Editor's note: An earlier version of this story mischaracterized some groups' positions on the FTC's proposed survey.
SAN DIEGO -- The National Automobile Dealers Association is lining up allies for a fight with the Federal Trade Commission over a proposed survey of consumers regarding their experiences trading in, buying and financing vehicles at dealerships.
NADA Vice Chairman Mark Scarpelli told credit union managers at a conference here last week sponsored by CU Direct, "We look forward to working with your regulatory team" on the proposed FTC survey.

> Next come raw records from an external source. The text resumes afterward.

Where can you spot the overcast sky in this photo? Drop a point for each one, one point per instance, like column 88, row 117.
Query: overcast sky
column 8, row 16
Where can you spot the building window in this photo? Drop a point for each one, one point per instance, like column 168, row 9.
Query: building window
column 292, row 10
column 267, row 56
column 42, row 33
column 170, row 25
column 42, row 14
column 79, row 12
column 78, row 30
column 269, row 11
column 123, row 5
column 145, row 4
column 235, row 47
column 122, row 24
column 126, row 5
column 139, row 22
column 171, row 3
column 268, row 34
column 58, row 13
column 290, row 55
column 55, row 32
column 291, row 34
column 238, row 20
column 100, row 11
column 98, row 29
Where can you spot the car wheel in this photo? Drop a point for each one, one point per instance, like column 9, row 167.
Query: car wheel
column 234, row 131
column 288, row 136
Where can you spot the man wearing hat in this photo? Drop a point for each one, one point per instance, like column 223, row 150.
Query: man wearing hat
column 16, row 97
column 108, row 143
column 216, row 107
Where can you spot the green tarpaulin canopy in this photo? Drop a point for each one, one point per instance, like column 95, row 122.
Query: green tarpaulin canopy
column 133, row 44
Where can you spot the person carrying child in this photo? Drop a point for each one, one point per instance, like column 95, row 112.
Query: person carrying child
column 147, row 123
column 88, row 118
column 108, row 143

So far, the FTC has received comments questioning its survey plans from NADA, the National Independent Automobile Dealers Association, and a joint comment from the Consumer Bankers Association and the American Financial Services Association, among others. NIADA’s comment noted, among other points, that it “does not believe the costs to conduct the survey are warranted.” A spokeswoman for the CBA said the group has “asked for an objective survey with a representative sample size.”
NADA says the survey is unnecessary because it essentially repeats one the FTC conducted five years ago that found no systemic problems with the auto-retailing sector, and because it is deeply flawed as planned.
The FTC says the proposed survey aims to "inform the Commission about current consumer protections issues that may exist and that could be addressed through FTC action, including enforcement initiatives, rulemaking, or education." It hasn't said when the survey would begin.
In 2011, the FTC held public hearings in Detroit, San Antonio and Washington for much the same purpose. Those hearings' 21 hours of testimony from 58 panelists yielded more than 500 pages of transcripts; the agency also received 100 written comments.
The commission "repeatedly requested credible data demonstrating that prevalent abuses exist in the auto industry but received none," Metrey wrote in a March 7 comment letter to the FTC.